At design point the air angles are all matched. But at off design (say low compressor speed) the pressure falls at the discharge of the compressor causing the velocity in discharge (HP ) stages to increase, which can choke these stages. This causes the front or LP stage of the compressor to increase in loading and can stall these stage causing compressor surge (a violent aerodynamic compressor instability) at such low speed. Closing variable stator vanes in the front stages will unload these stages thus preventing the compressor from stalling
The issue is that compressors are unstable at low massflows. They tend to stall as the incidence on to the aerofoils increases. This can lead to a phenomenon called rotating stall and if the pressure rise is high enough surge of the engine. This forces the shutting down of the engine if it occurs and can cause the plane to crash. Variable stators can be altered whilst the engin is running this allows control of the flow angle and can ameliorate the effects of incidence making the compressor more stable and adding to its "surge magin" the distance the compresor is away from the surge line (can be delta massflow or delta pressure).

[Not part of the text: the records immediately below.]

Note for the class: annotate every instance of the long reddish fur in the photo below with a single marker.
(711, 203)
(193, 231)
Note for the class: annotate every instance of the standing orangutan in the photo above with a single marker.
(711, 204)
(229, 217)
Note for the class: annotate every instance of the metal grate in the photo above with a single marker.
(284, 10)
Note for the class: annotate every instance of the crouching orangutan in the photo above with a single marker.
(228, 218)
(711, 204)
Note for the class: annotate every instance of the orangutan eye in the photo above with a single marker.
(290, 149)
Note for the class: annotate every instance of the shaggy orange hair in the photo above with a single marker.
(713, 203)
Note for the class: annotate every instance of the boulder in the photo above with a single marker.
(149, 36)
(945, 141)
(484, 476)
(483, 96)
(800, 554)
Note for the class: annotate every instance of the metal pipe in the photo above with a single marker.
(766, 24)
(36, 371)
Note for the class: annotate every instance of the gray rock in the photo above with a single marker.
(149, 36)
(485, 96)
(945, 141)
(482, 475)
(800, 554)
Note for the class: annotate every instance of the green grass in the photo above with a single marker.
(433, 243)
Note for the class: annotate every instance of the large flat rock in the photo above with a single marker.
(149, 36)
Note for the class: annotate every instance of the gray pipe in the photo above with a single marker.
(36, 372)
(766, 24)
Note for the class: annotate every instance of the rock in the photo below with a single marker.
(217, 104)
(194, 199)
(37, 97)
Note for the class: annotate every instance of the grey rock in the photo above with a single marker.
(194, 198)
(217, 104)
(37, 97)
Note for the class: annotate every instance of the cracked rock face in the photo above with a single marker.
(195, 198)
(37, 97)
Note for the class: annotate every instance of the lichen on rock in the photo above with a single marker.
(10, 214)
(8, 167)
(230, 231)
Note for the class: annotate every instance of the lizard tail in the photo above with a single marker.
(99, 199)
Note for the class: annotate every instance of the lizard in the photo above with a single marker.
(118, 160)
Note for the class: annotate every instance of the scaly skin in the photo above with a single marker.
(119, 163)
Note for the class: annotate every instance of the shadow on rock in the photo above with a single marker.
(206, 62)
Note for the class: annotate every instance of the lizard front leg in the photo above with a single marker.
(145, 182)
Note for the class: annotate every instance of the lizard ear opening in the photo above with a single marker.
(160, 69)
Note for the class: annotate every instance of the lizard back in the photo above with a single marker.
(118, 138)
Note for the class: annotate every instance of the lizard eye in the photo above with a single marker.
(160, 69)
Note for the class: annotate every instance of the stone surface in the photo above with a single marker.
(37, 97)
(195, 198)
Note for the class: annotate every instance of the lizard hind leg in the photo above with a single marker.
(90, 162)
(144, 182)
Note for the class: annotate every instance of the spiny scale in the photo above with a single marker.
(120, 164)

Earlier comments of course are right and proper. It can only be completed with more comment:
- Outside the nominal operating conditions, high incidence angles result in a sharp increase in profile profile (flow separation), hence adjustable vane blades fit the direction of the flow to actual working conditions
- A similar effect is achieved by use of a two-shaft rotor design having different speeds or the boundary layer control (aspirated compressor concept)
- Compressor bleed is less effective in this case and typical for older machines or centrifugal stages
- A lot of useful information can be found in two excellent books:
Kerrebrock, J .: Aircraft Engines and Gas Turbines, 2nd Ed.

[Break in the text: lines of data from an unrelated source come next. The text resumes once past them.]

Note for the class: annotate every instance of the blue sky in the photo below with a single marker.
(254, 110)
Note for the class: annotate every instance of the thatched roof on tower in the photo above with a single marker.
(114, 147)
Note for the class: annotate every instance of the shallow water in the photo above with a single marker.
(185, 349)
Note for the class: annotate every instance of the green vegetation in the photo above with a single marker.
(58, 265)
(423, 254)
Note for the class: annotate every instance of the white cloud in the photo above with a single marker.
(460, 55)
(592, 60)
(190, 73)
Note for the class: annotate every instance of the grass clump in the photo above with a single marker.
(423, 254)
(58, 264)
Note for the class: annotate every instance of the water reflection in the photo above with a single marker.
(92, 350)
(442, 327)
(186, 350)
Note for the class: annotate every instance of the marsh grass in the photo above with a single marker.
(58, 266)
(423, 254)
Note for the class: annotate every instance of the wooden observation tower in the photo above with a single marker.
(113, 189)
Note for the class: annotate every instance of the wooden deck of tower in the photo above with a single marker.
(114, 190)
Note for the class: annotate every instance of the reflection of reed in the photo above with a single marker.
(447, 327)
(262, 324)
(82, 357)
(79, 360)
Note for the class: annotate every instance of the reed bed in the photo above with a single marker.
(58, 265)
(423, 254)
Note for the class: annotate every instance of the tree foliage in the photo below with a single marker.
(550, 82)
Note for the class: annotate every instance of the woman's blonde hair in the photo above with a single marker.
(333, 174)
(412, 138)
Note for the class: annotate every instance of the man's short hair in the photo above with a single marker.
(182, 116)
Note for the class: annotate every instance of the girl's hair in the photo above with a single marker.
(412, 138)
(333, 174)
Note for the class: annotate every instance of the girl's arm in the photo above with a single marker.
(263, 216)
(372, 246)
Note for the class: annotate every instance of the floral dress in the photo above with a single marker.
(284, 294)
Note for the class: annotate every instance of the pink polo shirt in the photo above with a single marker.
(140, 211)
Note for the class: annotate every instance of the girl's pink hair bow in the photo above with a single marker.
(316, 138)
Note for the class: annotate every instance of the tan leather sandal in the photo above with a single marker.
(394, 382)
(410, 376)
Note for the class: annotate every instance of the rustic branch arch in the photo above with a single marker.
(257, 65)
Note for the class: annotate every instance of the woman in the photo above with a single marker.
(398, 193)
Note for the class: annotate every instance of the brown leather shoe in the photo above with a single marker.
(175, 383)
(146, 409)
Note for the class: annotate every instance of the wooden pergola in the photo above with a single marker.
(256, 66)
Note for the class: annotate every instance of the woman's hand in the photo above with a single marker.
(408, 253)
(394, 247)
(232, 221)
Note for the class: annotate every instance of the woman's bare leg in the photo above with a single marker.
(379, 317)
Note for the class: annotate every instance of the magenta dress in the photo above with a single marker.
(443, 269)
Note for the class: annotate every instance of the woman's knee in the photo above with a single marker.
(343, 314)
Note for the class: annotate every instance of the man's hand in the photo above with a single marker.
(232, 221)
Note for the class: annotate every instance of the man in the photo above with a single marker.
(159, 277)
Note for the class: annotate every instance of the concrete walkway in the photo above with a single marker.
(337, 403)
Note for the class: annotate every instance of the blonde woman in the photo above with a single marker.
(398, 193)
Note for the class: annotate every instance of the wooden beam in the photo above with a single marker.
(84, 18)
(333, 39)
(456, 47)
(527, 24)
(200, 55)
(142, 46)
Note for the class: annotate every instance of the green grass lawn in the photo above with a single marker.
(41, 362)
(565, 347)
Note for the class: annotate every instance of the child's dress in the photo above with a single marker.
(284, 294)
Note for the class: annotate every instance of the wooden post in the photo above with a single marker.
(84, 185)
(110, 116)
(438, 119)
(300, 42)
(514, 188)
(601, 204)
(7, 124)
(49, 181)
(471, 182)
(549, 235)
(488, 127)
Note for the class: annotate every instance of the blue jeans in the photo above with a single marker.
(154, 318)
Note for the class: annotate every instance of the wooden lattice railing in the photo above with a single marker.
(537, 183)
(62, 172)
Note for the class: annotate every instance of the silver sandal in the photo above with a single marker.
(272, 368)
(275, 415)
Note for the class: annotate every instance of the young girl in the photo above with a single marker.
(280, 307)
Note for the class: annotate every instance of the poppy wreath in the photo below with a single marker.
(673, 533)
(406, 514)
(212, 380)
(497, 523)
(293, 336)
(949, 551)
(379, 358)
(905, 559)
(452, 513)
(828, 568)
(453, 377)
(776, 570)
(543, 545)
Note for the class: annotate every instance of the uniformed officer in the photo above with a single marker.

The VSVs protect the compressor from surging hence improve the stabiltity of operation. In addition, if you compare a variable geometry gas turbine with a fixed geometry gas turbine, the one with VSVs can reach a higher/lower power setting faster than the fixed gometry one. The reason lies in the fact that shaft inertia is proportional to the response time of the engine, and the VSVs enable the engine to increase/decrease its air mass flow rate faster.